Of course, a lot of the reason the standard got watered down was, as someone else, not the writers, but the various iterations of the vets committee.
I keep hearing this "watered down" comment a lot in regard to the baseball HOF. Just to let everyone know though, since the beginning of major league baseball was first recognized back in the 1870's, through today, there have been a total of 22,534 players recognized as having played in the majors since 1876. Or 22,860 players if you choose to recognize the National Association that began play in 1871 as also being a major league. At least those are the numbers according to Baseball Reference, which I believe is a somewhat respected site for baseball info. Also, these totals apparently do include anyone that played just in the Negro Leagues now recognized as major leagues as well. And according to the Cooperstown Baseball HOF site, there are now a total of 340 electees to the HOF, of which only 268 were actually former major league players.

268/22,534 = 1.189314%

So roughly speaking, only a little over 1% of all the major league ball players of all time have made it into the HOF. If you wanted to keep that percentage to no more that 1.0% ever, that would mean cutting 42 current HOF electees from the list.

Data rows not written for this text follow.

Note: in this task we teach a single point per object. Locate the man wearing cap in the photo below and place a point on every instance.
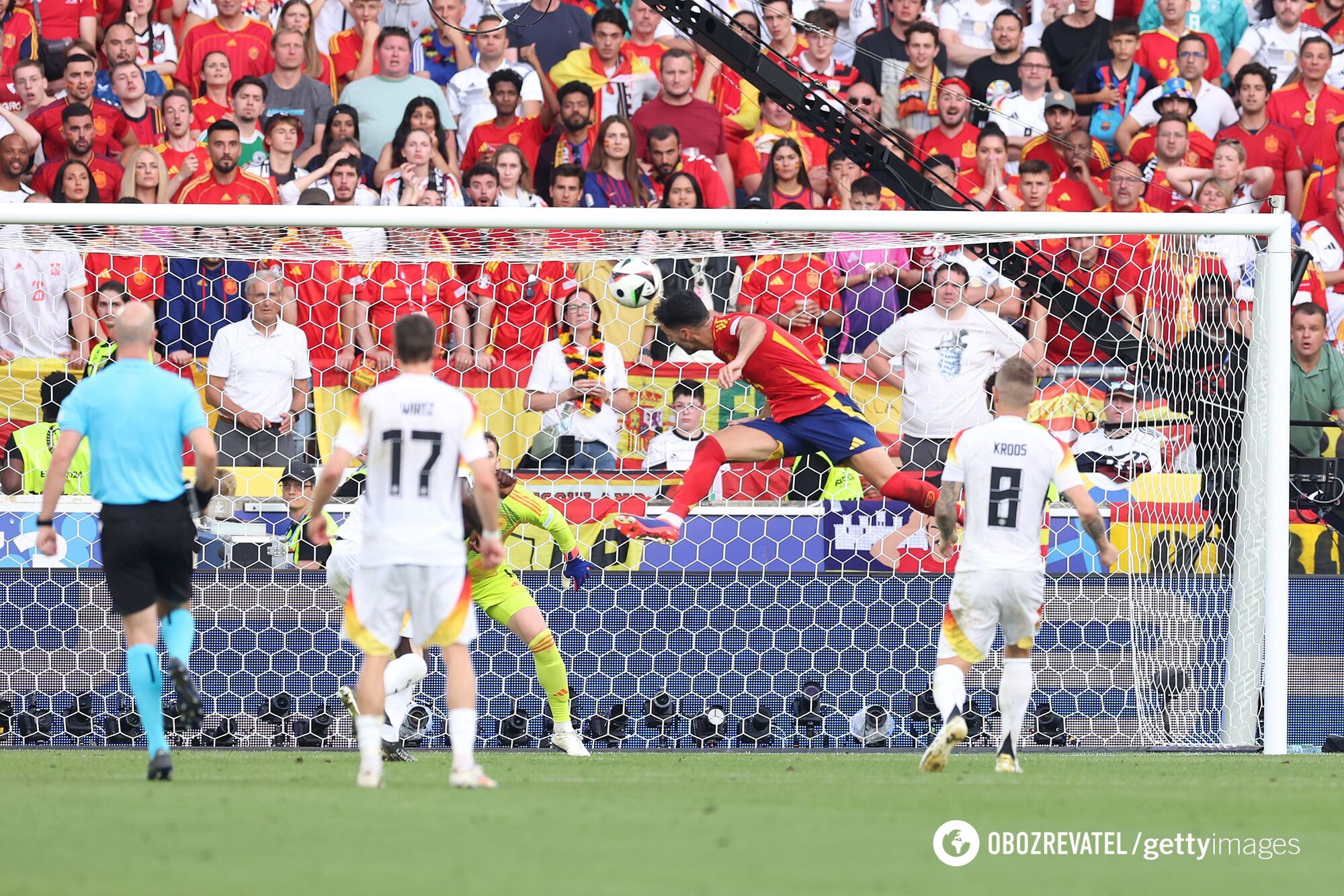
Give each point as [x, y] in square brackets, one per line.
[290, 92]
[1052, 147]
[296, 487]
[955, 135]
[1177, 103]
[1120, 451]
[1212, 109]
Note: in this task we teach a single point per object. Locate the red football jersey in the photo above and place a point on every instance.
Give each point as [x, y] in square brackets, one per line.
[248, 50]
[107, 177]
[1158, 54]
[245, 190]
[206, 112]
[1310, 120]
[776, 285]
[110, 127]
[960, 146]
[394, 291]
[143, 275]
[525, 134]
[1273, 146]
[345, 50]
[525, 303]
[782, 369]
[321, 291]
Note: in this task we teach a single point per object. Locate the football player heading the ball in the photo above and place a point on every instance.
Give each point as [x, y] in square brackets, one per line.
[807, 412]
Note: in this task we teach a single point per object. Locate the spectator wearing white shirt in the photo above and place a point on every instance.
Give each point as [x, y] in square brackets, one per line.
[42, 300]
[259, 378]
[579, 385]
[674, 449]
[1022, 115]
[1276, 44]
[470, 92]
[950, 349]
[966, 26]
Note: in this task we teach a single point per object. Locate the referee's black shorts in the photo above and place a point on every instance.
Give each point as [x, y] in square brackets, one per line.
[147, 553]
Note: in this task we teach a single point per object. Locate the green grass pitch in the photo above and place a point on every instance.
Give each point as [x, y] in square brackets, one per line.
[650, 823]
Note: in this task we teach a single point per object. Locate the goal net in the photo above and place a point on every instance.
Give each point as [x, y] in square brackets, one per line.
[799, 609]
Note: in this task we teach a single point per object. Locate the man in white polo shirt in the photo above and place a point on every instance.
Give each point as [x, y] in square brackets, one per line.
[259, 379]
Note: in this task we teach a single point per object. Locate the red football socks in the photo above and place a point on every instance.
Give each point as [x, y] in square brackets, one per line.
[698, 480]
[912, 490]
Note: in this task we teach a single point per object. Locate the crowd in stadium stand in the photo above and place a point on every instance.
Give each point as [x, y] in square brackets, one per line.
[1108, 107]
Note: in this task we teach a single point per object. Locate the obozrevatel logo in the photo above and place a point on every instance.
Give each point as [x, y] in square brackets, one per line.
[956, 843]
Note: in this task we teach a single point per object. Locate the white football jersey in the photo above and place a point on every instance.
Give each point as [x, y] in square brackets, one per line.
[1007, 468]
[416, 431]
[1279, 50]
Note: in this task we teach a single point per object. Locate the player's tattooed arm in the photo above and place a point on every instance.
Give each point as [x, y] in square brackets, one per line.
[946, 512]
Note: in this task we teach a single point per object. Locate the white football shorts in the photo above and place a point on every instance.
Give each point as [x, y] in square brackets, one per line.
[439, 601]
[983, 600]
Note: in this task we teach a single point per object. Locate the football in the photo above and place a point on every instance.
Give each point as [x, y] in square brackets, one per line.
[636, 283]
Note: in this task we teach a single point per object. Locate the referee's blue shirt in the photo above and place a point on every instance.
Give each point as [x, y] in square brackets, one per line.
[135, 417]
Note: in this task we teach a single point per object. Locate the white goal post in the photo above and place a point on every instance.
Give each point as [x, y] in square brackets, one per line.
[1257, 649]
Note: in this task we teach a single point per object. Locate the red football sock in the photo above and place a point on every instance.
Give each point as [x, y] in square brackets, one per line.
[698, 480]
[912, 490]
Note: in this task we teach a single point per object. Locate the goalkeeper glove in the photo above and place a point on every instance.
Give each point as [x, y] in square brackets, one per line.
[577, 570]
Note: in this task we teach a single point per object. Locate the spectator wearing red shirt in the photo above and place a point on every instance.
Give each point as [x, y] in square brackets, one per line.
[217, 75]
[798, 292]
[182, 154]
[226, 183]
[147, 122]
[1089, 272]
[1050, 147]
[122, 256]
[518, 306]
[69, 21]
[19, 44]
[111, 131]
[80, 144]
[697, 122]
[392, 291]
[776, 123]
[955, 136]
[353, 52]
[669, 158]
[318, 294]
[247, 42]
[1079, 189]
[1158, 48]
[1267, 143]
[786, 181]
[1308, 103]
[816, 57]
[642, 44]
[528, 135]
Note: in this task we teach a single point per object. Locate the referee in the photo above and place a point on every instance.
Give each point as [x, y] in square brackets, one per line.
[135, 417]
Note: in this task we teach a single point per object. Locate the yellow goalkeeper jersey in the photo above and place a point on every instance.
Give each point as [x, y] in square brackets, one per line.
[523, 508]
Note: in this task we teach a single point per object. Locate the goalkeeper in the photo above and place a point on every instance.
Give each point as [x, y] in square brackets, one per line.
[505, 598]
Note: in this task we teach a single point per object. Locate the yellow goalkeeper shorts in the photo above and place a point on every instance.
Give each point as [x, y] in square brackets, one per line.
[501, 596]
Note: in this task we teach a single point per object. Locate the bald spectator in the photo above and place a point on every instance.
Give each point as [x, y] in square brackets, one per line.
[259, 379]
[119, 46]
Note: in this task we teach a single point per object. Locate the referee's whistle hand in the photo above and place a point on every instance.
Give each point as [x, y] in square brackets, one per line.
[318, 531]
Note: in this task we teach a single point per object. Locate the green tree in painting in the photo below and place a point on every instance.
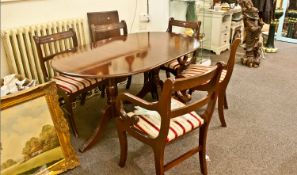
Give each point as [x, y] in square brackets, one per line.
[32, 148]
[48, 138]
[7, 164]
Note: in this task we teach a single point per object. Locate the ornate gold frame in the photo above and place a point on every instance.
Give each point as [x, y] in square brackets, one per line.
[49, 91]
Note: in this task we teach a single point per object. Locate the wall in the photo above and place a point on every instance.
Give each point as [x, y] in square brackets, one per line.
[21, 13]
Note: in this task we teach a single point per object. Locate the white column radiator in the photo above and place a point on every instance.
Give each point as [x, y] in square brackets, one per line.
[20, 49]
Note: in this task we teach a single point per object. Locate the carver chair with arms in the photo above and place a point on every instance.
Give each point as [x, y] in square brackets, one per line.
[176, 66]
[104, 25]
[197, 69]
[68, 87]
[165, 121]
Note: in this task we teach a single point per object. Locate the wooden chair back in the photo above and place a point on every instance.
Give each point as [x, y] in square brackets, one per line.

Or to look at it another way.

2022 - 1876 = 146 years

268 HOF players / 146 years = 1.8356 HOF players elected on average per year that MLB has existed since 1876.

If instead you felt there should be no more than say 1-1/2 HOF level players for each year we've had MLB in existence, that would mean there should only be 219 (146 X 1.5) current MLB players in the HOF, and we should be cutting 49 current HOF electees from the list.

So, for those who think/believe the HOF has been watered down, what percentage of MLB players overall, or number of MLB players per year, should be included in baseball's HOF so it isn't watered down? Just the top 1.0%, or maybe the top 0.5%? Or maybe the number of HOFers should be limited to no more than 1.5, or even just 1, per year that MLB has been around?